Many of them – through no fault of their own – couldn't speak English, and found her accent incomprehensible. One night I turned up and Amy was wheezing and pleading for an inhaler. The staff didn't know the word "inhaler": they had been bringing her glasses of water, bemused. I moved her to another home, paying £1,400 a month, guiltily thinking that I could bribe my way to better care for her. Still it was appalling. They gave Amy grossly inappropriate medication to "calm her down."
For a while she had a catheter fitted, but it began to hurt, so the doctor said she could wear incontinence pads instead. One day I turned up and my gran was screaming. A "carer" had refused to believe her when she said she didn't need a catheter any more, so she was being held down, kicking and howling, while a catheter tube was rammed up her.

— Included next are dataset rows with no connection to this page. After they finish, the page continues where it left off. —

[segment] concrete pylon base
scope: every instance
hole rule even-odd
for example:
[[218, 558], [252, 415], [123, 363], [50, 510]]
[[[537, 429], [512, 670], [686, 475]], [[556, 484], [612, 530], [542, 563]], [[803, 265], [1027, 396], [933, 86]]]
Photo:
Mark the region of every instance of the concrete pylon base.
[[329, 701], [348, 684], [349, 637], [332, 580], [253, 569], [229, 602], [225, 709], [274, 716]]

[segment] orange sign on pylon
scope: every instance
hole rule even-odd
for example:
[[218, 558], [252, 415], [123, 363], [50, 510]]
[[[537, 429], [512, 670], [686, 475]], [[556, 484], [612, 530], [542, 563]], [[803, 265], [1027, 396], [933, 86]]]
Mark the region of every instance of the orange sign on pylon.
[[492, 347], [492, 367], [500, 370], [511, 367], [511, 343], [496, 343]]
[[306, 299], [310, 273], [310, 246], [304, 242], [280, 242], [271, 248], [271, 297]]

That was it: I moved her to a third home, where she is – at last – being treated like a human being.
One of the strangest things about dementia is that you have to grieve for a person who is still alive. But even now, when her personality is disintegrating, Amy's fundamental kindness keeps surfacing.
There is one carer she thinks is trying to kill her – but she wanted to get her a Christmas present nonetheless: "She cannae be all bad, and she's got three wee children to look after," she said a few days ago.
My grandmother, at least, knows she is adored, if only in the fleeting moments of clarity when she is still herself. But is this simply the comforting excuse I offer to myself – and my family – for not looking after her ourselves?
And what about all the elderly people left in those first two "homes", and the thousands like them? Most of them had no visitors at all. They would beg for attention, and be pathetically grateful if you stopped to chat for a few minutes. Where were their children and grandchildren?
Yes, a house does need a grandma in it – but instead, we have put grandmas in a home, and discreetly closed the door.